I’ve been with you a little over a day. It’s longer than I’ve ever been with any woman, ever. I’m 26. Spent half of that in prison, or on the run. Not much time for this sort of thing. There’s always whorehouses, but that’s hardly the same thing, is it. I never cared much before, once the need was gone, and now, for the life of me, all I want to do is make you happy.
Your nerves are still jangled, though you hide it well. I hate myself for feeling I have any measure of control over you, even for a short time, but I can’t help a lifetime of looking for an edge.
I try to cool down, I don’t want to rush. I kiss your throat, unbutton your blouse. Your hands move to my chest. If you touch me, I’ll never be able to hold it together. Hold your wrists, as I lay you back. You could stop me, make me let you go, if you wanted to, but you don’t.
I lay beside you, unhook your bra at the front. I’m far more gentle this time, I swore I wouldn’t hurt you again, and I meant it.
Your soft skin erupts in gooseflesh, as I kiss your breasts. Slide my hand over your thigh, cup your mound, gentle pressure. I push back, as your hips arch under my hand, a small circle over your clitoris.
Your skirt slides over your hips, your panties stick, wet. I slide down between your knees to free them, kiss the hollow of your hips.
The scent of musk is deeper as I kiss between your thighs. You open like a pink flower, your clitoris stiffens under my tongue. Rest my head on your thigh to try to settle myself, I can’t play with you much longer.
I undress quickly ,keeping a hand on your thigh, so you won’t move to help me. If you touch me, I’ll never last.
I wait over you, close enough to just touch, holding your wrists, until you arch up, and take me in. I fight the urge to be rough with you, let you set the pace.
Your breath quickens, your eyes close, I kiss the arch in your neck, your moan is driving me crazy.
I make lists in my head, places I’ve been, people I’ve known, anything I can think of, to try to keep calm, I need this to last.

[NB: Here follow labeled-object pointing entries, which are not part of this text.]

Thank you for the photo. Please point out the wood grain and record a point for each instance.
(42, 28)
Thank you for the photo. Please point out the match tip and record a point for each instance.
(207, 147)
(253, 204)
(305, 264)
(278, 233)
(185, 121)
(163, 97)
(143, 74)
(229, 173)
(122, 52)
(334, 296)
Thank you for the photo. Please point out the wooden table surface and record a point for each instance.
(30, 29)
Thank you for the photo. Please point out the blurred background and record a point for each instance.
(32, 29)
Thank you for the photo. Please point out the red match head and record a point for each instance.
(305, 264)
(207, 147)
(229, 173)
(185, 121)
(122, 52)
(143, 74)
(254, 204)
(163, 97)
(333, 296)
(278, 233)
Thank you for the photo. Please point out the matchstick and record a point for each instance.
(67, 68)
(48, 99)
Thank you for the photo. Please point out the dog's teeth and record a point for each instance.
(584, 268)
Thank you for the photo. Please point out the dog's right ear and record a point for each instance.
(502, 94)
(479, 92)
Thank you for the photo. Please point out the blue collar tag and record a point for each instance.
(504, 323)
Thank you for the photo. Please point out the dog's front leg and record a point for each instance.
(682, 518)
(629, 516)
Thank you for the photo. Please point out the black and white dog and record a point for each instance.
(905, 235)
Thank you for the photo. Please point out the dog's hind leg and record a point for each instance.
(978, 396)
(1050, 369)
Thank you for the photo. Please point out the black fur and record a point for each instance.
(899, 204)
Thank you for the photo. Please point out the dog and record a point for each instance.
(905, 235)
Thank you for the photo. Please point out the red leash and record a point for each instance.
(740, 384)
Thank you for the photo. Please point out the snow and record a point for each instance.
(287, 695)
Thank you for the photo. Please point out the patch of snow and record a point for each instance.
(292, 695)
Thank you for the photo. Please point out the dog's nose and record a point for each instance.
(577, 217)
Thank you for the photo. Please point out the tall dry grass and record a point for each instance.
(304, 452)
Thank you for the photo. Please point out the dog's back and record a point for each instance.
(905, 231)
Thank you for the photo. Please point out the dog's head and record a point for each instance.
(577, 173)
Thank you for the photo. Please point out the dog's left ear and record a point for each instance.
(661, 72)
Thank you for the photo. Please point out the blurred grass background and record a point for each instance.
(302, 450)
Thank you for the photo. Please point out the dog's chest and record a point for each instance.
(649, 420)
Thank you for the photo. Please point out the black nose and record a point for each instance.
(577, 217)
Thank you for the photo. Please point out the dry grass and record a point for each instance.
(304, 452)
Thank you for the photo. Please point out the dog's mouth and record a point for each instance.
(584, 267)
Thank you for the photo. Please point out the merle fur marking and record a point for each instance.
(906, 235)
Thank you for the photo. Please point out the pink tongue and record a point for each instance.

Lift up just enough to slide my thumb over your clitoris, just enough pressure to make you gasp. Every stroke now, even more intense. Your back arches up to me. You’re so close. Your moans have turned into animal cries, and I have to fight harder not to let go, not yet.
You’re getting hard to hold, as your body slicks in sweat, a line of heat from your throat to your belly.
Your cries, more insistent, turn to screams, you turn your head to bite the pillow.
It’s more than I can bear, and I pull the pillow away.
“scream for me”
My belly and thighs are soaked, as you let go, a wild animal, underneath me. A deep flutter, as you contract with the force of your orgasm, and I let go, finally, almost blacking out.
You continue to tremble, as I sit up, holding you in my arms.
It was a mistake to plan for a longer route, I’ll never survive it. I’ve never felt like this for anyone before.I don’t want to think what that means, don’t want to admit it to myself. I don’t want to think anymore.